First, the President placed the American position solidly on the record set by his four predecessors - Presidents Johnson, Nixon, Ford, and Carter. Next, he assured himself of the full approval and support of the four departments of government most concerned - State, Defense, Treasury, and Commerce. Then he canvassed the political situation inside Israel itself. Finally, his emissaries considered the views of those Arab countries most important to the ultimate success or failure of the operation - Egypt, Jordan, and Saudi Arabia.
Add that the whole operation was thought through so carefully in advance that the White House was prepared for the expectable wail of protest from Israeli Prime Minister Menachem Begin and dealt with it coolly and without allowing itself to be pushed off course. The President's men went right ahead gathering in support for the President's new position.
The most important single feature of the operation was taking a stand on what virtually has been the position all along of the opposition party in Israel itself. Shimon Peres, leader of the Israeli Labor Party, has always favored the concept (inherent in both United Nations Resolution 242 and in the Camp David accords) that at the right moment Israel should trade off the territories it captured in 1967 for a secure and lasting peace.
The President cannot effectively be labeled as being hostile to Israel when he adopts the position of the party of David Ben-Gurion, Golda Meir, and Moshe Dayan - all of whom presumably would have approved the American position, and initiative, were they alive today.
As it was, Mr. Peres, leader of the Labor Party, and Abba Eban, its most prestigious spokesman on foreign affairs, promptly came out in approval of the new American initiative. So too did the spokesmen of Egypt, Jordan, and Saudi Arabia.

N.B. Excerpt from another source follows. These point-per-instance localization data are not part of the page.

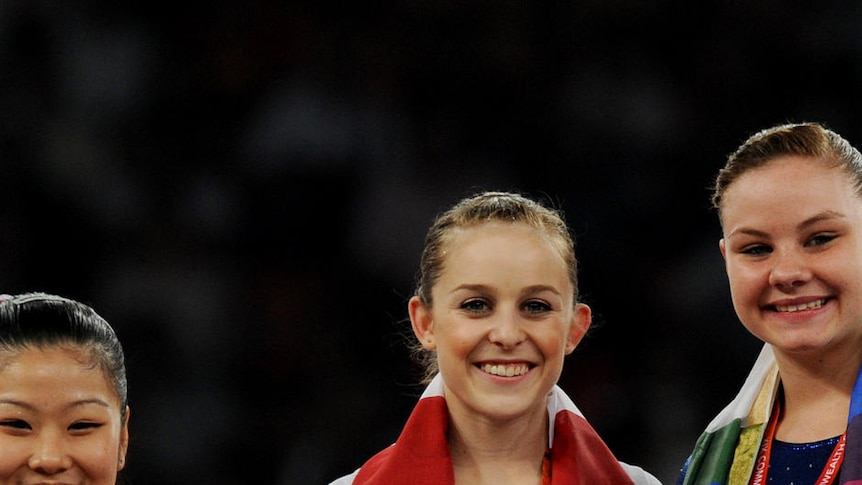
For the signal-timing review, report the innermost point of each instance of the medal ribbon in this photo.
(761, 465)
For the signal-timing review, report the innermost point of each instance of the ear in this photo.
(124, 441)
(423, 324)
(581, 320)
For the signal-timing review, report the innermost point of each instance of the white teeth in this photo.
(507, 370)
(798, 308)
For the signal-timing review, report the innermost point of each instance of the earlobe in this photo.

And so too, back on the American political scene, did former President Carter , who came out on the first day in full support of President Reagan.
The only sour note sounded at home was by Democratic presidential hopeful Walter Mondale who, obviously, had not been recruited into the operation. One wonders whether it was because he was not considered important enough, or because he was afraid to lose Jewish support. As it was, he became very nearly the only important political voice outside Israel to condemn the initiative of the American President.
Mr. Mondale echoed Mr. Begin's complaint by saying that the President had ''undermined'' Israel. He said the Reagan proposal was ''biased in favor of the Arabs.''
In diplomatic quarters the only serious point raised in criticism was that the President should have done it sooner. The answer is probably that not until Mr. Begin exposed the radicalism of his purposes and means by his invasion of Lebanon and bombing of west Beirut could the President have dared take up such a solid position against him.
One is left wondering about the contrast between two foreign policy operations which have overlapped in time. How could the same White House which handled the pipeline affair so ineptly have come to professional maturity over the Middle East? The answer that comes most easily to mind is that the pipeline affair was launched while Alexander Haig was still secretary of state, and opposing the operation. In those days the administration was not coordinated within itself. Conflicting policies developed.
The Mideast operation was generated after George Shultz took over the State Department. Part of the operation involved Secretary of Defense Weinberger going to Tel Aviv and Cairo on a selling job for the operation. Messrs. Shultz and Weinberger are old friends and associates.
The plain competence of the new operation is a welcome improvement in Washington.